Decoupled UWB Sensing and Sub GHz Telemetry Architecture for Indoor Localization

Project description

The main research challenge is evaluating a decoupled indoor localization system that separates location sensing from data transmission in multi story concrete buildings. It asks whether high precision Ultra Wideband sensors can be reliably combined with an 868 MHz Sub GHz telemetry backbone to track locations across multiple floors.

The design must overcome severe signal blocking by walls and human bodies, while strictly adhering to European 1 percent duty cycle transmission limits and preventing network congestion.

Context

This project operates in the healthcare domain, focusing on resident tracking in nursing homes. Institutions need reliable tracking to support caregiving staff, but multi story concrete buildings create major technical issues. Current 868 MHz tracking systems easily penetrate walls to save infrastructure costs, but this causes signal leakage between floors, leading to location errors of up to 17 meters.

On the other hand, highly accurate sensors like Ultra Wideband are easily blocked by walls and require very expensive, dense wiring to cover a whole building.

This project explores a middle ground. It combines the precise, room limited sensing of UWB with the wall penetrating data transmission of 868 MHz to create an affordable and accurate medical tracking system.

Results

The primary outcome is the validation of the decoupled architecture, which successfully solves the issue of tracking patients on the wrong floor. Physical testing proved that UWB sensors meet the 1 meter medical accuracy requirement inside a room, but their signals are completely blocked by concrete ceilings. This structural blocking is actually a benefit, as it guarantees a patient is physically on the reported floor.

A major insight is that fixing the spatial accuracy shifts the system bottleneck to the network layer. Mathematical models showed that European transmission laws limit the anchors to sending one location update every 4.6 seconds. Furthermore, simulations revealed that when multiple nodes transmit randomly, airwave collisions cause data delivery to drop below the 90 percent medical safety threshold at around 14 active anchors.

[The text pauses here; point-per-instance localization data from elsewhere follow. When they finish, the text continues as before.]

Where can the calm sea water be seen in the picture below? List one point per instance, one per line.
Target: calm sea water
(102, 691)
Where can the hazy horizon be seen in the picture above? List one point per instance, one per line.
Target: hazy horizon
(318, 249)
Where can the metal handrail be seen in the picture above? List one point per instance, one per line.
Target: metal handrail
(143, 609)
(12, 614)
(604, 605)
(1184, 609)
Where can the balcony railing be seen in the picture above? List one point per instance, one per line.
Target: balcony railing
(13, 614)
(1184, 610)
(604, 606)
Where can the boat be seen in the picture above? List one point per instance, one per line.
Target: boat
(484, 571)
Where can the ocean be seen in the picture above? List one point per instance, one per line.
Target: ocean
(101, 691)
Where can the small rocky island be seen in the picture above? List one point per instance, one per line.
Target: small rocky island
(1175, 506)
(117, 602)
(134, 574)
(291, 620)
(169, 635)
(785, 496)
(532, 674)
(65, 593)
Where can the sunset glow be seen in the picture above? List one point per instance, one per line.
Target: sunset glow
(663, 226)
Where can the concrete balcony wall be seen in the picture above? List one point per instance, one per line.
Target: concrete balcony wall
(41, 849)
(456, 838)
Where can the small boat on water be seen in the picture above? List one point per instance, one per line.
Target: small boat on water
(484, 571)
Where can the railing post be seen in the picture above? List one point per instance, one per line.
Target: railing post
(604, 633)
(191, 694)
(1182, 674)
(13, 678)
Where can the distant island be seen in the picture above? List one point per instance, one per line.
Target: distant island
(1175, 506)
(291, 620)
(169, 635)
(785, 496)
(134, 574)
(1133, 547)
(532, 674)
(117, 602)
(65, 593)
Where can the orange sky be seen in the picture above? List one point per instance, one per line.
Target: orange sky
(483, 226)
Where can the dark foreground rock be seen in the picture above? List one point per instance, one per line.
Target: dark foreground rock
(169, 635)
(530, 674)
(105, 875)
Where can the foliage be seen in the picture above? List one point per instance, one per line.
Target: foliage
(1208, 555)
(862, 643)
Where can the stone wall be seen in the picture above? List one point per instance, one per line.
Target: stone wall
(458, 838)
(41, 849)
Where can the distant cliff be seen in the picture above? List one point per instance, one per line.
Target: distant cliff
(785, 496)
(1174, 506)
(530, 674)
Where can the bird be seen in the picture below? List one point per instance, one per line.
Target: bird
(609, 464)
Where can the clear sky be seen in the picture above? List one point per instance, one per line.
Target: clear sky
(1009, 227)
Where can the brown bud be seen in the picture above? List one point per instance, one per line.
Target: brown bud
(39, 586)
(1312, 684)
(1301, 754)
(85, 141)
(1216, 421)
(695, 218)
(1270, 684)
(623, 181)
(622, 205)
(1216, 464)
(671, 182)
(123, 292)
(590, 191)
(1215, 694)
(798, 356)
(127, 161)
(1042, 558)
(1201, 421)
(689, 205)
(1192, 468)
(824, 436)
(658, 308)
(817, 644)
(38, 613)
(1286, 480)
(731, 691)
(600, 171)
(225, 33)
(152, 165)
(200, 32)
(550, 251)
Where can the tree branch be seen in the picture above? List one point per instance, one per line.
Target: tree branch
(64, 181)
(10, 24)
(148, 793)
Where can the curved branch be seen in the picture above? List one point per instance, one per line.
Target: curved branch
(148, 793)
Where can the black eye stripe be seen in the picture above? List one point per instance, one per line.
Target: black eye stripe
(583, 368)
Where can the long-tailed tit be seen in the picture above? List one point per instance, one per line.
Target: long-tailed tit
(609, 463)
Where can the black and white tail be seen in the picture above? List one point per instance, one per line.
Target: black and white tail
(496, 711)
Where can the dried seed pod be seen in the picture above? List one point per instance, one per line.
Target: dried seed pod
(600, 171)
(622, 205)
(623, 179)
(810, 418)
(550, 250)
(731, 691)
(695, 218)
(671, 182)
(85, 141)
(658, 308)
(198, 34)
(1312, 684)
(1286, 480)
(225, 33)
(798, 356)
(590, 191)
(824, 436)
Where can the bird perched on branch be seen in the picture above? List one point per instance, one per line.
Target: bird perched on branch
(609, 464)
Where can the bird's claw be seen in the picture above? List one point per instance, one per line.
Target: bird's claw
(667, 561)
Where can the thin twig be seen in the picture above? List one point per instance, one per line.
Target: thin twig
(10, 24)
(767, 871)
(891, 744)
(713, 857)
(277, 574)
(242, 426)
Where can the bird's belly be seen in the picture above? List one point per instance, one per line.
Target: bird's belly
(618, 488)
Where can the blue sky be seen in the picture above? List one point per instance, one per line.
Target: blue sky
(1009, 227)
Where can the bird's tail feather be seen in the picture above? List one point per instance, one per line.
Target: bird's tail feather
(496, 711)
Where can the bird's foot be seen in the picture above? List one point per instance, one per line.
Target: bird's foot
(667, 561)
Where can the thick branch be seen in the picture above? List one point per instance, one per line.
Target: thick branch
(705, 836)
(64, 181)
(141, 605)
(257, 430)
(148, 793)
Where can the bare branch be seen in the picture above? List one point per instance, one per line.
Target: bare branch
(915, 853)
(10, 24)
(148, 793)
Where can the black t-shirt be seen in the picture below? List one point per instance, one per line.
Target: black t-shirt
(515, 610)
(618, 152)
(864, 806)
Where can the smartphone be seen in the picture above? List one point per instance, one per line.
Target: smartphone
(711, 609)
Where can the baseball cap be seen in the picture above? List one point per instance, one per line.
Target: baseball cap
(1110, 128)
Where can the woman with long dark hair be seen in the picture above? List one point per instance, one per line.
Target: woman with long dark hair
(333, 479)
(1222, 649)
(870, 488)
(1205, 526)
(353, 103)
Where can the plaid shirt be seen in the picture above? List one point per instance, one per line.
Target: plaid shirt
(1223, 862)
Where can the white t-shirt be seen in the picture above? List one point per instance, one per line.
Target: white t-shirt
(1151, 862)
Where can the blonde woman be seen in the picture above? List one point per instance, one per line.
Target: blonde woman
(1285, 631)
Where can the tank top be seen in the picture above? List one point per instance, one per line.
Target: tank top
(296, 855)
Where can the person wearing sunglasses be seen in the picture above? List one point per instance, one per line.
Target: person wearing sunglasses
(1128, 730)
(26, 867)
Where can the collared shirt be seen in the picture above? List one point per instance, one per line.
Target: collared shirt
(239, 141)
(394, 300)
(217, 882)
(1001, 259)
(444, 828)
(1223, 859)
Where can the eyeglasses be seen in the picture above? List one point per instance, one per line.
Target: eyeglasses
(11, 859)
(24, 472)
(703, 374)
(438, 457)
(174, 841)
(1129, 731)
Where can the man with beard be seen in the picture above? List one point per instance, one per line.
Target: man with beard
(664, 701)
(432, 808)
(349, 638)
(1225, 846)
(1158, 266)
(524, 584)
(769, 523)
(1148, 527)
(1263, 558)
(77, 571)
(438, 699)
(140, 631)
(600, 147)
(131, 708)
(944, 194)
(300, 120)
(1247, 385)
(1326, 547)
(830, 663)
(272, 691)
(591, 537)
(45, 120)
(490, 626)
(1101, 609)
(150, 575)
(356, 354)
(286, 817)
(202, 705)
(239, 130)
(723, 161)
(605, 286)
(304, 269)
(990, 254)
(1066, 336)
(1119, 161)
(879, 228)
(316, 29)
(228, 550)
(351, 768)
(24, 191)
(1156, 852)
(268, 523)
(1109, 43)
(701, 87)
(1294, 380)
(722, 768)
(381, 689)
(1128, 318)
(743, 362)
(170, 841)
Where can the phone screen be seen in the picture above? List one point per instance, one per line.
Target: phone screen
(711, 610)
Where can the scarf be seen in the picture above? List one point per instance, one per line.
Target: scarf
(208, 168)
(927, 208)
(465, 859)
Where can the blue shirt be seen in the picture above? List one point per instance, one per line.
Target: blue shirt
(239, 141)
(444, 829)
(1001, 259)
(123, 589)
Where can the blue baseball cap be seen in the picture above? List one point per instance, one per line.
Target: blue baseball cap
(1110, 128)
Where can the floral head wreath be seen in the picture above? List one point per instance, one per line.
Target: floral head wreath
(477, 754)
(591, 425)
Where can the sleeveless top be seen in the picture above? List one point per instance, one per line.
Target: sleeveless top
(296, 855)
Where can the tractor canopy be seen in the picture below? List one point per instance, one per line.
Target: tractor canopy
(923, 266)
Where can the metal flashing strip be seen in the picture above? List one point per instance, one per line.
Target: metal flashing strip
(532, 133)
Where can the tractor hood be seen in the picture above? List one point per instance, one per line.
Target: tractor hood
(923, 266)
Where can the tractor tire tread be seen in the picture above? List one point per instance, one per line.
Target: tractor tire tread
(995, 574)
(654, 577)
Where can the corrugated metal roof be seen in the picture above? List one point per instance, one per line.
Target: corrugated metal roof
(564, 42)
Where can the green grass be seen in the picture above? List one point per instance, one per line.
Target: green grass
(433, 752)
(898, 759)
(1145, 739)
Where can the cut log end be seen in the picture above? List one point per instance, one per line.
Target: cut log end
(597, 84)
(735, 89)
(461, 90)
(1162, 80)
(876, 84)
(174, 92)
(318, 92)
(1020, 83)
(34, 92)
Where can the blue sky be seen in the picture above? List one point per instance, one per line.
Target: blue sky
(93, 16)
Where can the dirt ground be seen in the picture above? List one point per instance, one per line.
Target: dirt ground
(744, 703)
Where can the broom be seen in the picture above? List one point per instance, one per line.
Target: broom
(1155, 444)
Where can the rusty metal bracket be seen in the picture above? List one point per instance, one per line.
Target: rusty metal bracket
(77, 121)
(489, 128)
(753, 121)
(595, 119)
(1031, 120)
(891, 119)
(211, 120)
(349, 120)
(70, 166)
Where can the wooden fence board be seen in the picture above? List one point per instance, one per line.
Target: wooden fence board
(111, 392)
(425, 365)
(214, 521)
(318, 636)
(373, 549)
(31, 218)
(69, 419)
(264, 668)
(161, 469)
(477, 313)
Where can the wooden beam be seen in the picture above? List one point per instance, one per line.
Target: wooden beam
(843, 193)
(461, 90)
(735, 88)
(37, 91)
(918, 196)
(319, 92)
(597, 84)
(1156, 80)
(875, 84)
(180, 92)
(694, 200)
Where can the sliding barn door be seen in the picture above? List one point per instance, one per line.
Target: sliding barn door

The project sits at Technology Readiness Level 4. The basic technological components have been integrated and validated through hardware testing and simulation in a realistic indoor environment. It provides clear value by showing the stakeholder that the physical hardware architecture is highly viable, but that moving to higher TRL stages will require custom network scheduling software to prevent data congestion.

About the project group

Petar is a HBO-ICT graduate, with a specialization in Infrastructure. The project took one full-time semester to execute and was done individually, but in a group setting, where feedback could be exchanged.